There was a powerful Baroque organ in the gallery and somehow I think that some string instruments were being played. Was there a viola da gamba? I wish I knew more about Spanish Baroque music – I could not recognize any of the pieces played.

Did anything distract you?
Not particularly. I was too exhausted by my long walk that day – 6km to the Sanctuary of Mercy near Borja with its peculiar, and a further 25km through the windmills and parched fields.

Was the worship stiff-upper-lip, happy clappy, or what?
Everyone seemed quite relaxed, perhaps joining me in enjoying being out of the heat. And, as noted, we had an impressive choir of students in the gallery to shock us out of any lassitude.

Exactly how long was the sermon?
10 minutes.

On a scale of 1-10, how good was the preacher?
8 – The priest's tone was friendly and relaxed, and there was no patronizing in his approach.

In a nutshell, what was the sermon about?
I haven’t a clue. While I cannot blame the preacher, whose Aragonese accent was clear, I was really too tired from the day to catch more than a few sentences.

Which part of the service was like being in heaven?
Oh heavens! The voices of the singers; the friendliness of parishioners to a foreigner in their midst.

And which part was like being in... er... the other place?
My inability to understand a word – I could barely follow the Lord’s Prayer, only recognizing it partway through. The gospel was from Luke, but then I got lost. But perhaps I was just really, really tired.

What happened when you hung around after the service looking lost?
After the mass, I went to the sacristy to get my pilgrim’s credencial stamped. The priest told me he had been ill for years and this parish was given to him as perhaps the only church he could run at his age. He said he was happy working with the conservatory students and could think of no better fate. They were serious and full of life and they were a gift to him.

How would you describe the after-service coffee?
No after-service coffee, but at my hotel across the square, I enjoyed a plate of Aragonese broad beans followed by a plate of grilled quail, washed down with wine from the vineyard through which I had walked the day before. I fell into conversation with a neighbouring table where a father and daughter were travelling with his 85-year old grandmother. She spoke of how hungry she had been as a little girl during the civil war, and complimented me on my good sense of getting used to beans and quail, which (she said) could always be had when countries fell apart.

How would you feel about making this church your regular (where 10 = ecstatic, 0 = terminal)?
9 – Between the quiet friendliness of parishioners and the extraordinary music – in this world of amplification we forget the volume of the human voice – this would easily be my neighbourhood church should Providence or its little sister kismet somehow land me in Tarazona.

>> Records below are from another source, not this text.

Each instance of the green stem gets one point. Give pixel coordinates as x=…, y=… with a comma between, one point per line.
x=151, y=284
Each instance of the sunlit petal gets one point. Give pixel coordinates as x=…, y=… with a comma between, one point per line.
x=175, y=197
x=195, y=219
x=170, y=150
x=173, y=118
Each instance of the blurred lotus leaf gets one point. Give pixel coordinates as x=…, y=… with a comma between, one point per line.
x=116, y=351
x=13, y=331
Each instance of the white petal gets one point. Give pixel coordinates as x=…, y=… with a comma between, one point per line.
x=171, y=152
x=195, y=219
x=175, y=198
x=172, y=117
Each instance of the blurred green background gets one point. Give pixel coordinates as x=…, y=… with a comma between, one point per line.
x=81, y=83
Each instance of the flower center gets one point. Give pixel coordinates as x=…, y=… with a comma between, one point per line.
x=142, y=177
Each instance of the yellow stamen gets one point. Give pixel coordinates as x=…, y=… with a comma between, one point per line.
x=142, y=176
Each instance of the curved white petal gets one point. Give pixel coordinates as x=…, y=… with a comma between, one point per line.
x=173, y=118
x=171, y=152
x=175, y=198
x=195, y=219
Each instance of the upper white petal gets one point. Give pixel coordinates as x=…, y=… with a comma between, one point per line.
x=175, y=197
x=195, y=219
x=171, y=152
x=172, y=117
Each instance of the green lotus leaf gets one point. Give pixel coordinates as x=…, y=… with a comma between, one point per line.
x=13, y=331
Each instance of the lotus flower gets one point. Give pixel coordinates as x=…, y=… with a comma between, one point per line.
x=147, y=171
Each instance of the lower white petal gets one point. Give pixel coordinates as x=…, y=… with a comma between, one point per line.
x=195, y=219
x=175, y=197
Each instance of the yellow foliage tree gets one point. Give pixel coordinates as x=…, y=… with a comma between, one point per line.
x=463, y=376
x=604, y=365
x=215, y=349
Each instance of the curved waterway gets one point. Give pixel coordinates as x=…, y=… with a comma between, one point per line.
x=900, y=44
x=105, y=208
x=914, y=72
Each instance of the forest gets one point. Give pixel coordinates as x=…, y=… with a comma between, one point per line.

Nuestra Señora de la Merced, Tarazona (Tower)

Did the service make you feel glad to be a Christian?
Yes. The quiet friendliness of parishioners to this stranger among them, coupled with the astonishing music, took me on a time machine.

What one thing will you remember about all this in seven days' time?
Sitting in a church built for an order dedicated to freeing captives and slaves so many centuries ago, with powerful music from four centuries later, and surrounded by a cavalcade of exuberant and focussed and purposeful young artists.